New ICE Facility Could Fast-Track Deportations of Families and Children

The Trump administration is preparing to open a new detention facility in Louisiana specifically designed to hold migrant families and unaccompanied children, positioning the facility to accelerate deportations by eliminating logistical bottlenecks. The 528-bed holding center, scheduled to open as early as August, will be located near Alexandria International Airport, which has become the nation’s busiest deportation hub.

Immigration and Customs Enforcement officials signed a contract in late June 2026 to build the facility at a former military base roughly 175 miles northwest of New Orleans. The agency calls it a “staging area” rather than a detention center, stating that occupants would remain there only a few days at most. However, the facility is designed to operate as a 72-hour holding center for migrants awaiting deportation.

The location represents a strategic advantage for the administration. Alexandria International Airport processed more than 4,400 immigration enforcement flights in 2025, making it ICE’s primary hub for deportation operations. By positioning a facility near the airport, the administration aims to eliminate the logistical challenges that have slowed deportations, particularly for unaccompanied children currently scattered across the country in foster homes and shelters.

Those challenges were illustrated last year when Guatemalan children were awakened at night with minimal notice and transported to Harlingen, Texas, where they waited on an airport tarmac for hours. A federal judge halted that deportation, but the incident exposed what ICE identified as a critical gap: nowhere to hold families and children near the airport during final preparations for flights.

The facility will be operated by the nonprofit arm of LaSalle Corrections, a Louisiana-based private prison company that runs a range of detention centers throughout the South. LaSalle Corrections itself will be involved in managing daily operations. The company’s track record has raised concerns among advocates. Two detainee deaths have been reported since April at a LaSalle-run ICE facility in Louisiana, and the Winn Correctional Center was found in June to have violated standards governing environmental health and safety, food service, use-of-force, and medical care.

A Texas-based nonprofit, Compass Connections, was originally tapped to help operate the facility and presented plans during a public meeting in February. However, the organization withdrew from the project in recent weeks without elaboration.

Immigration advocates have expressed significant concerns about the new facility. According to planning documents obtained by media outlets, ICE states that families and children at the facility “are in the legal custody of ICE and can only be released at the direction of ICE.” The agency has instructed contractors that families cannot be referred to as prisoners, detainees, or inmates, and has ordered that they not use bars or cages when transporting families and children. The facility will not require regular headcounts, and families will be allowed to wear their own clothes.

Despite these instructions, advocates worry that the facility’s proximity to the airport and its design as a deportation hub will create pressure to expedite removals. Leecia Welch, chief legal counsel at the nonprofit Children’s Rights, said the facility represents “an expansion of the deportation system in ways we haven’t seen before,” and warned that “there’s just so much that could go wrong with this facility.”

Advocates also point to historical precedent. While ICE claims residents would remain for short periods, children have been held for weeks or months at other federal immigration holding sites.
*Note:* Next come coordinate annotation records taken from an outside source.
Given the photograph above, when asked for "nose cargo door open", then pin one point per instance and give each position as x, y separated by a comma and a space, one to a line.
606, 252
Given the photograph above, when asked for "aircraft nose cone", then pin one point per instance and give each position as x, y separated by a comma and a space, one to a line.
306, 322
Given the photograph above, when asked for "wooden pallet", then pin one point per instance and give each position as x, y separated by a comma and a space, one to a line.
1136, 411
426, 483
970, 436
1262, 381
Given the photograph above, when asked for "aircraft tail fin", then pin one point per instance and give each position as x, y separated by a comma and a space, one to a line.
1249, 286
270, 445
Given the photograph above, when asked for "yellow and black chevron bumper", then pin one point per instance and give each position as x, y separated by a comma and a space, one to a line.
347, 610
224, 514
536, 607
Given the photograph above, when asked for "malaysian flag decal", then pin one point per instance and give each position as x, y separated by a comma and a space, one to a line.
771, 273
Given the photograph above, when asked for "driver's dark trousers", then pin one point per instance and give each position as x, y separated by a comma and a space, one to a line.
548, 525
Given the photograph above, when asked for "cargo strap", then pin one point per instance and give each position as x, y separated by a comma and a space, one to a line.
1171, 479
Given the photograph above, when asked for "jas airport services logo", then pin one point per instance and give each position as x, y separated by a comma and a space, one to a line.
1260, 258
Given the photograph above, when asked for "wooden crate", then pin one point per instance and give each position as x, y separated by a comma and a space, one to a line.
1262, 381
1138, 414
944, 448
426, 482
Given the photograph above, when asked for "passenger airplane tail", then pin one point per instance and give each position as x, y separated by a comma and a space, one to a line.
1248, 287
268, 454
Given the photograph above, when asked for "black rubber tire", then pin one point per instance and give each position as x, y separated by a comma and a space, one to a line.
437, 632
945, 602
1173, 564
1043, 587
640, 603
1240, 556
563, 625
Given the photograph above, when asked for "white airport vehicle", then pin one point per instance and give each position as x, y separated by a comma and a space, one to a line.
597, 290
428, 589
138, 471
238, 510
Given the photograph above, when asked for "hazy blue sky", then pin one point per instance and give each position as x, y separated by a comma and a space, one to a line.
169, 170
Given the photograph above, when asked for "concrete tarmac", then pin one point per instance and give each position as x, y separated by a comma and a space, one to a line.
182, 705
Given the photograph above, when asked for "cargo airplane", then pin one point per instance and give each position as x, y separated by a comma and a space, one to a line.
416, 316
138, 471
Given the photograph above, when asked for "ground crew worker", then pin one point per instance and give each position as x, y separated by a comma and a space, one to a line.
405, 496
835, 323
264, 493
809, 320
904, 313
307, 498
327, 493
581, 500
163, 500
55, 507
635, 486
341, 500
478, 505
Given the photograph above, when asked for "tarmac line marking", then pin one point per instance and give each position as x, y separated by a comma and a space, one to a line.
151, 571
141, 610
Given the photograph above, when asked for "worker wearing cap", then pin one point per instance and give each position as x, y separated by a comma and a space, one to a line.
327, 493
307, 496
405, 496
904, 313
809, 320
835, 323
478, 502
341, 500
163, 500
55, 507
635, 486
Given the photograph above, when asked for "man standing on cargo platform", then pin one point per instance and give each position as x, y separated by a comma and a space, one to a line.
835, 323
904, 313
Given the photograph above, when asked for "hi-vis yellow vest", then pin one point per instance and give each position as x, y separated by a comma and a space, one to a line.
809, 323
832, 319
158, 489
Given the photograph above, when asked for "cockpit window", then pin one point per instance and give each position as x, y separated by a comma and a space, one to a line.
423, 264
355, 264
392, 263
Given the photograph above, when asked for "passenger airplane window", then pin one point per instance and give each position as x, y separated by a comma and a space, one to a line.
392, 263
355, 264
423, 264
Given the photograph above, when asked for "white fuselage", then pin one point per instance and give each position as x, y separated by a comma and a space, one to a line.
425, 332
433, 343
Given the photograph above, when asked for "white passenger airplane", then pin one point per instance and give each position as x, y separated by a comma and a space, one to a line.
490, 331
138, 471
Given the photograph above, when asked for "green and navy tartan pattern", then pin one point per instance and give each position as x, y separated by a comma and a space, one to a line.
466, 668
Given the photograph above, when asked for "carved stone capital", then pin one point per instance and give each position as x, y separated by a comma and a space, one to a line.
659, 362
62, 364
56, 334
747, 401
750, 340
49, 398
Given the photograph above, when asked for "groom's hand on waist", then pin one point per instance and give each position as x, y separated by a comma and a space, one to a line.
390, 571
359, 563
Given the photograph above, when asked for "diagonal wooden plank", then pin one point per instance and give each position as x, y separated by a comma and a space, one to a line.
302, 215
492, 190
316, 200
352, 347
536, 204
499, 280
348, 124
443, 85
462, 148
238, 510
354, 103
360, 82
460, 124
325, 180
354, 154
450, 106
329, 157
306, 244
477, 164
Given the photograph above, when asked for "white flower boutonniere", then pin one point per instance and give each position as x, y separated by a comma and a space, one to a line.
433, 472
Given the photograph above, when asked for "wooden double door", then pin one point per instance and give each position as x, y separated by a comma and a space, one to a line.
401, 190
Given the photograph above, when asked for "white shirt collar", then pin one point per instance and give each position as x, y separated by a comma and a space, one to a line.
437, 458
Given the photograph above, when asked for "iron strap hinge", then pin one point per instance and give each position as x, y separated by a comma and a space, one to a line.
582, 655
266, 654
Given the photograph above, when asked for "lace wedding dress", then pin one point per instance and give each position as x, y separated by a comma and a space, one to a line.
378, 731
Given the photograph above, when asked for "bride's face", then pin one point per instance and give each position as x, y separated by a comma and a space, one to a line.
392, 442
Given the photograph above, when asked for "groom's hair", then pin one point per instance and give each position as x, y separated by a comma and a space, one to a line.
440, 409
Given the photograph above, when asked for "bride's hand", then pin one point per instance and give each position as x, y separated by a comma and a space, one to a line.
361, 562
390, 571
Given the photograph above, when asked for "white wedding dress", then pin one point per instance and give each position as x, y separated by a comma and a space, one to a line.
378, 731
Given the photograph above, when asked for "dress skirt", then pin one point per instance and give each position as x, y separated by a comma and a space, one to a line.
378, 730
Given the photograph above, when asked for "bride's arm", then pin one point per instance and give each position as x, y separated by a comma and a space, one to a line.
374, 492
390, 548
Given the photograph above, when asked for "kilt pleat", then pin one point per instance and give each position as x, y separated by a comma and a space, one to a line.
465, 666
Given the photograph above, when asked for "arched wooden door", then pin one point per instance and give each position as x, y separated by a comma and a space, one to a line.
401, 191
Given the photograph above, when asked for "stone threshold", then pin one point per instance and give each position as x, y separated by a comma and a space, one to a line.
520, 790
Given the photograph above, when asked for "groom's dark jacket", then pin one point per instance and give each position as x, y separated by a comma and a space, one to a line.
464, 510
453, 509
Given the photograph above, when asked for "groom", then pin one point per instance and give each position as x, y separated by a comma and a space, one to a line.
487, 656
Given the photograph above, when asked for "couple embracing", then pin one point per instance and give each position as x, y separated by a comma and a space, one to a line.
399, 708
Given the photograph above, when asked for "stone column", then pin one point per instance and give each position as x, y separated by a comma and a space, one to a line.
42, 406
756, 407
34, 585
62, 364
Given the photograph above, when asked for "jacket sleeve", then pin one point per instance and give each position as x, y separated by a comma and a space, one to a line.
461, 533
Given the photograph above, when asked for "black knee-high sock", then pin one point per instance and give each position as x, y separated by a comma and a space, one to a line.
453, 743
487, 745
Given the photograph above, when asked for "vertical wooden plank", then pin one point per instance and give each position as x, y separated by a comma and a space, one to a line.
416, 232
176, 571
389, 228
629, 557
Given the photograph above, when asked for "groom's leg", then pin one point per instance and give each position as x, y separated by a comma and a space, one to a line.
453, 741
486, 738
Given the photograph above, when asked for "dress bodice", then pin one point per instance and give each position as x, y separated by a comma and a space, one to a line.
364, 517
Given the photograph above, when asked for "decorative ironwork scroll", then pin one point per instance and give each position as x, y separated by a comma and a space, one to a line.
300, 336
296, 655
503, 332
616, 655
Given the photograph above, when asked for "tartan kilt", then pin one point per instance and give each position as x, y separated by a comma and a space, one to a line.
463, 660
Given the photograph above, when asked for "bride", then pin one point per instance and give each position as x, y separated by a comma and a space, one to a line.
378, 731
Immigration advocates note that families sometimes choose to “self-deport” under pressure from detention conditions rather than fight their cases.

A new ICE facility could speed up deportations for families and kids

The detention facility expansion comes as part of the Trump administration’s broader acceleration of immigration enforcement. Since taking office, the administration has dramatically expanded ICE detention capacity, with daily detention populations reaching record levels. The administration has allocated $45 billion in unprecedented funding for detention and enforcement and is implementing what it calls a “detention reengineering initiative” involving the construction of massive warehouse-based detention centers across the country.

The Alexandria facility fits into this larger infrastructure push designed to support mass deportations. An ICE director described the goal as operating the system like “Amazon Prime, but with human beings,” highlighting the administration’s focus on efficiency and speed.

The facility’s creation raises questions about family unity and due process, issues that have been at the heart of ongoing legal challenges to family detention practices. Medical professionals, including the American Academy of Pediatrics and the American Medical Association, have spoken out against family detention under any circumstances, arguing that it causes psychological trauma to children.

Under the Biden administration, family detention had largely been phased out, with the government allowing most families to remain in the community while their immigration cases proceeded. The practice is now being revived as the Trump administration prioritizes detention as a tool to encourage deportation.

Human rights advocates, immigration attorneys, and civil liberties organizations have warned that the new facility could become a bottleneck for forced removals, separating families and denying them adequate time to arrange childcare, secure legal representation, or prepare psychologically for deportation. The speed with which the government aims to move families through the Alexandria facility—described in planning documents as a transfer point rather than a housing facility—means minimal opportunity for intervention.

The facility is expected to begin operations within weeks, adding another component to what has become, by some measures, one of the most expansive immigration detention systems in U.S. history.